New Milan head coach Ruben Amorim has barely had time to hang his jacket in the office before making his first big requests to the front office. He wants Gonçalo Ramos and Francisco Trincão, both Portuguese, both familiar faces from his Sporting days. And that has people wondering just how much pull super-agent Jorge Mendes is about to have at San Siro.
The report from La Gazzetta dello Sport lays it out pretty clearly. Amorim has the full support of RedBird boss Gerry Cardinale, who handed him a three-year deal with an option for a fourth. More importantly, Amorim was given near-total control over player recruitment this summer. That kind of autonomy is rare for a first-year manager at a club of Milan’s size. But it came with a catch.

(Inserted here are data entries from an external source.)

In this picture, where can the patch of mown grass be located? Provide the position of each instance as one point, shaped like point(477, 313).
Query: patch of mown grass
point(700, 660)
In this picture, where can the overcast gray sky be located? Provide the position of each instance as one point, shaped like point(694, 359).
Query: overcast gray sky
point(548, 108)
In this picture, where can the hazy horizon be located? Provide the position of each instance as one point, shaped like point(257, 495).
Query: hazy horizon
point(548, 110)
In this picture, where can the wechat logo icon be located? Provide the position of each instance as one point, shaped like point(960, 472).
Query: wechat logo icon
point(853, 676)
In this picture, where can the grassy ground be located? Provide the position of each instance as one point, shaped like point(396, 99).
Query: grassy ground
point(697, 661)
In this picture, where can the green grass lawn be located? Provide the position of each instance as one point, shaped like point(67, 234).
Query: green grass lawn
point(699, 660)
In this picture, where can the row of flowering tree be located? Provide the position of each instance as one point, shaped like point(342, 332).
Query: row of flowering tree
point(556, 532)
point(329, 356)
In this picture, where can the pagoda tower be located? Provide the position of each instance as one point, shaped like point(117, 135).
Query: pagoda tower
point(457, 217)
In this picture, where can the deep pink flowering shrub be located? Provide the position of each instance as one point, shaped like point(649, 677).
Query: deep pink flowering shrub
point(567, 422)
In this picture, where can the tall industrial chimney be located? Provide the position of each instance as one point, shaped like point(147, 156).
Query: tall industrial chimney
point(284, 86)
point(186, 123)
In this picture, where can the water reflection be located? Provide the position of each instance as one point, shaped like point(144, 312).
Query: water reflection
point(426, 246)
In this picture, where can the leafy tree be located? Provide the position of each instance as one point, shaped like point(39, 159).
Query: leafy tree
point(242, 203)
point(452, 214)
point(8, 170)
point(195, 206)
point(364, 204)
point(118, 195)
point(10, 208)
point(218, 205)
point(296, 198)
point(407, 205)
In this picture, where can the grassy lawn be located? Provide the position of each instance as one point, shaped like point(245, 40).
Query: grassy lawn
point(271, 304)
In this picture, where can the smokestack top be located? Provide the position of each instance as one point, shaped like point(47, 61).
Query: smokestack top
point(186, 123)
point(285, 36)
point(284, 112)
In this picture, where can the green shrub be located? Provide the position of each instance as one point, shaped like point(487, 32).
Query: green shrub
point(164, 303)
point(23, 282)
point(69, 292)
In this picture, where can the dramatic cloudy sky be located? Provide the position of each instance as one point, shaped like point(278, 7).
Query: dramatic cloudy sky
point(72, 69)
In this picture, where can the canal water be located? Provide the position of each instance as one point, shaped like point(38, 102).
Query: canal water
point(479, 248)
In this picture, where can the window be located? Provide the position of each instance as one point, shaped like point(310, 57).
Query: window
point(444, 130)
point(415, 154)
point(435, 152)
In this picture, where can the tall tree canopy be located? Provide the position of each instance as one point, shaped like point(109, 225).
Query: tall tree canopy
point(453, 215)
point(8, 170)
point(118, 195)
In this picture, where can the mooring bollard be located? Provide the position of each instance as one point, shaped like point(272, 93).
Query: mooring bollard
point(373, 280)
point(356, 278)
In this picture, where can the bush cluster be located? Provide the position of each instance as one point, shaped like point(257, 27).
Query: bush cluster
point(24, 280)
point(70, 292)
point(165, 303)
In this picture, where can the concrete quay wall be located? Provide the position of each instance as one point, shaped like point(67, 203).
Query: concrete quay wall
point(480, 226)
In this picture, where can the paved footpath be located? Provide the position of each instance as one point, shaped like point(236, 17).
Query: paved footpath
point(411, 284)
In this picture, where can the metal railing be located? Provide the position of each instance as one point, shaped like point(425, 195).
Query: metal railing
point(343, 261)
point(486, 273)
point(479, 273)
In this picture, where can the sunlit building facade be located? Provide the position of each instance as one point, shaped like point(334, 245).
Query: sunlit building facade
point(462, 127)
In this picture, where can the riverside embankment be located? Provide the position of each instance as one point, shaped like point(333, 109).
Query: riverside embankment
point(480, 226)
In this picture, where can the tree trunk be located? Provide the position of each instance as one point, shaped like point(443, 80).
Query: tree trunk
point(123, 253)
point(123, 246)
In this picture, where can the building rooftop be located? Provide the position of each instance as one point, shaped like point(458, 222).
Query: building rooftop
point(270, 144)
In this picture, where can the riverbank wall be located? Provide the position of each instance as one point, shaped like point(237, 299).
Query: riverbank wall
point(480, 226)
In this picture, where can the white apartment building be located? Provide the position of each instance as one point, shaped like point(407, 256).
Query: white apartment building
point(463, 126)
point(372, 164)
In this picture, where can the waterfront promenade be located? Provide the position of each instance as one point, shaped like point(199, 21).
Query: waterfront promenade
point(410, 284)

Markus Krösche was supposed to join as sporting director, the guy who handles the long-term planning and roster structure. At the last minute, he backed out. He’s staying at Eintracht Frankfurt. So now there’s no one above Amorim in the soccer operations chain, at least not yet. That leaves a vacuum, and vacuums tend to get filled by whoever has the strongest relationships.
Enter Jorge Mendes.
The players Amorim wants
Trincão is the easier get. He played for Amorim at Sporting, won trophies there, and knows the system. He’s also not exactly lighting up whatever league he’s currently in. A reunion feels natural. Ramos is the bigger deal. The Benfica-raised striker moved to PSG for big money but never locked down a starting spot under Luis Enrique. He’s 25 soon and wants minutes. Milan needs goals. On paper, it works.
But PSG wants around €40 million for Ramos. That’s real money, and Milan has to free up cash first. Rafa Leão is still expected to be on the market this summer. That’s not a rumor anymore, it’s basically a plan. Selling him would fund a lot of Amorim’s shopping list.
The problem is that every one of these moves points back to Mendes. Ramos and Trincão are both Mendes clients. Amorim is a Mendes client. And now the guy who was supposed to be the counterweight in the front office isn’t coming. That leaves Milan in a spot where one agent could end up calling shots on both the coaching staff and the roster. That’s not inherently bad, but it’s risky. Clubs that hand too much influence to a single agent usually find out the hard way.
Amorim has proven he can build something when everyone buys in. He did it at Sporting. He’ll need the same buy-in at Milan, but right now the structure above him is a question mark. Krösche’s last-minute rejection doesn’t kill the project, but it doesn’t inspire confidence either. For a club that’s been looking for long-term stability, this feels like a start that’s already wobbling.